Wednesday, 30 September 2020
The expertise account, or, why the brain’s face-recognition area can be activated by the sight of a chessboard
In a 2017 article on the chess website chessable, entitled “Beating Magnus after a month of training: the neuroscience of why learning chess is so much harder than learning a language”, author David Karmaley writes: “A fascinating finding from neuroscience is that your brain starts using the fusiform face area to store chess positions! This is the part of the brain usually responsible for human face recognition.”
Karmaley seems surprised that a part of the brain associated with face recognition is also used to recognize the positions of pieces on a chessboard, and at first glance, the connection may seem puzzling. But a theory known as the expertise account offers a highly plausible explanation.
The fusiform face area (FFA) was first described in 1992 and given this name in 1997 by cognitive neuroscientist Nancy Kanwisher and her team. Kanwisher observed that this ventral area of the temporal cortex was strongly activated when someone saw a familiar face. Kanwisher saw this observation as strong evidence that the brain contains modules that specialize in particular functions—in this case, in the visual system. Subsequently, numerous brain-imaging studies showed that although this part of the brain generally responded more to human faces than to any other stimulus, in some people it was also activated in very different situations, such as when they saw images of birds or cars. Interestingly, the people whose FFAs responded to bird images were ornithologists, and those whose FFAs responded to images of cars were automobile enthusiasts.

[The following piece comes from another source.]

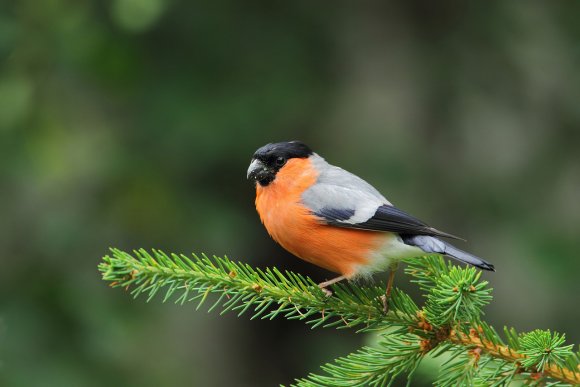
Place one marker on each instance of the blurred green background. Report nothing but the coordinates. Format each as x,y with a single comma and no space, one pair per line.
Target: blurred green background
131,123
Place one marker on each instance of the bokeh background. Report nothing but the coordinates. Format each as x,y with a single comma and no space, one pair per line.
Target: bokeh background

These findings led neuroscientist Isabel Gauthier and other researchers to formulate the expertise account for the behaviour of this part of the brain. According to this account, the reason that the FFA responds to faces is not that it specializes in facial recognition, but rather that all humans acquire expertise in recognizing the patterns formed by human faces, because they are so important in human interactions. And when people become experts in recognizing birds or automobiles, for example, their FFAs also become important nodes in a brain network that facilitates rapid categorization of these items with which they have become so familiar.
Other studies have led further weight to the expertise account—for example, one study showed strong activation of the FFA in radiologists examining X-ray images that bore no resemblance whatever to human faces, while others showed such activation in response to other patterns that were nothing like human faces, such as the positions of the pieces on a chessboard. In a 2011 experiment, Merim Bilalić and his team showed that in chess experts, the FFA became activated not only when they observed chess pieces arranged in game situations, but even when they observed such pieces distributed randomly on the board. The researchers concluded that highly familiar visual inputs, in this case composed of numerous elements, triggered a form of automatic processing that was specific to this type of stimulus, and that the FFA was an important node in the brain network that carried this processing out.
Further studies have begun to show that the FFA and the adjacent areas of the lower temporal lobe are in fact composed of different neuron clusters on a finer spatial scale, and that these clusters perform distinct specialized functions. The adventure of functional brain mapping, with the help of ever-more-powerful brain imaging devices, is a never-ending story.